Meteorological discussion:
In the midst of a mild pattern, a shortwave will dive out of northern Ontario into northern New England late Monday into Monday night. This trajectory might be aided by the northerly flow on the back side of the slow-moving cut-off low that will be moving off the U.S. East Coast. As the shortwave will be dropping out of the northwest, it will not have a lot of moisture with it, and it is not particularly strong either. There is little low-level cold air with the feature, but falling heights and some precipitation will cool the column enough to support snow, even in most low-elevation areas, although it could start as rain or a rain/snow mix in the central and southern Champlain Valley. Eastern Ontario and northwestern New York will receive little or no precipitation with this feature as it digs farther east. The greatest snow totals will be in the northern Green and White Mountains, the eastern Townships of Quebec, and in Maine, where locally up to 2” (5 cm) is possible.
| Source: TropicalTidbits |
As the feature pulls away on Tuesday, upper-level ridging rapidly builds back into the eastern U.S. and intensifies, leading to mostly dry and unseasonably mild weather for Wednesday and Thursday. There could be a few showers in mountainous areas and north of the U.S./Canada border on Wednesday, but it will otherwise just be mostly cloudy with modest warm advection.
| Source: TropicalTidbits |
The intensifying trough/ridge couplet in the western/eastern
U.S. will steer two storms coming out of the southern Rockies to the northeast.
The first system will head into Quebec and begin to weaken, leaving very little
precipitation in our region, even along its cold front that will slow down and
stall. However, there is still a significant model and ensemble spread in the
speed and strength of the second system. The most likely scenario is for it to
follow shortly behind the first system, strengthen, and get pulled quickly to
the northeast by another shortwave over south-central Canada into Quebec. This
will lead to everywhere in our region to become especially warm Thursday into
early Friday, with lower elevations of Vermont, New Hampshire, and southern
Maine possibly reaching 60F (16C) and potentially breaking daily record highs.
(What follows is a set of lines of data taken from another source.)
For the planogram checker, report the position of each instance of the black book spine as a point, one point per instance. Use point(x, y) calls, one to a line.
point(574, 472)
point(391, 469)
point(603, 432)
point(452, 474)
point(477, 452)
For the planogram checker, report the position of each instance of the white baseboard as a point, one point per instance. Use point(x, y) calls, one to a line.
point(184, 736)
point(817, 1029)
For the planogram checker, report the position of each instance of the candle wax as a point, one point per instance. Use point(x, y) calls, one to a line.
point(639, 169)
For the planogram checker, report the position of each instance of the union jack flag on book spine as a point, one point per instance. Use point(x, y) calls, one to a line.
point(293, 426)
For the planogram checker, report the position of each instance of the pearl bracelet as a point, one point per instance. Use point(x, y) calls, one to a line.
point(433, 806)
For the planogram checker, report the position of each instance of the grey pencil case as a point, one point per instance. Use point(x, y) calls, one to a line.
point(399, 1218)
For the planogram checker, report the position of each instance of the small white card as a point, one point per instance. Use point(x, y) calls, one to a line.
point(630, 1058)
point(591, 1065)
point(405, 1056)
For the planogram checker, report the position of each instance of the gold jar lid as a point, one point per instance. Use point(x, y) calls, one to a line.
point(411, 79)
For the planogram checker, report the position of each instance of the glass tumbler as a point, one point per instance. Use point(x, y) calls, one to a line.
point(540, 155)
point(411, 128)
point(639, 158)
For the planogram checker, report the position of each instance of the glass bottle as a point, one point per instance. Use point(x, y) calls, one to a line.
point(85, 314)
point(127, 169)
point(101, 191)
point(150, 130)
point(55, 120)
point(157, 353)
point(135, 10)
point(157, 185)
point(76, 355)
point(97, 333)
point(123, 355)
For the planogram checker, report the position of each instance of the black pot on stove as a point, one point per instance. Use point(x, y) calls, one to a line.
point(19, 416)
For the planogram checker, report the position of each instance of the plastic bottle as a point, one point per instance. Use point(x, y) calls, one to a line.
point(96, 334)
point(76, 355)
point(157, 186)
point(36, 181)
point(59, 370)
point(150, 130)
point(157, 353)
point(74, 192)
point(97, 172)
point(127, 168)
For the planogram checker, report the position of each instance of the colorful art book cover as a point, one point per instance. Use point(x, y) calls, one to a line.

However, there is still a chance that the second system is a little weaker and delayed
until after the first system’s cold front passes through northern New England.
In this case, the shortwave over south-central Canada would already have gone too
far east to sling the storm to the north too much, and the storm would track
far enough south to avoid the major warmup in northern New England and even produce
snow north of the U.S./Canada border. The storm could also be more elongated which
would lead to a zone of lighter rain changing to snow. Even then though, the lower elevations from Vermont to southern Maine will lose all or almost all of the snow cover.
| Source: MétéoCentre and TropicalTidbits |
Regardless of how the second system evolves, it will turn colder afterwards, though it will be not as cold and long-lasting as earlier modeled. Instead, low pressure will move into western Canada again, and the southeast U.S. ridge will return by Monday, quickly moving the cold air back into central Quebec. For now, it looks drier and not as warm as this week’s warmup, with limited flow out of the Gulf of Mexico and lack of a strong, consolidated storm ejecting from the Rockies. After this, the details become really uncertain, with another warmup likely but it could either last several days with more rain or be brief and followed by much colder air and a snow-producing system.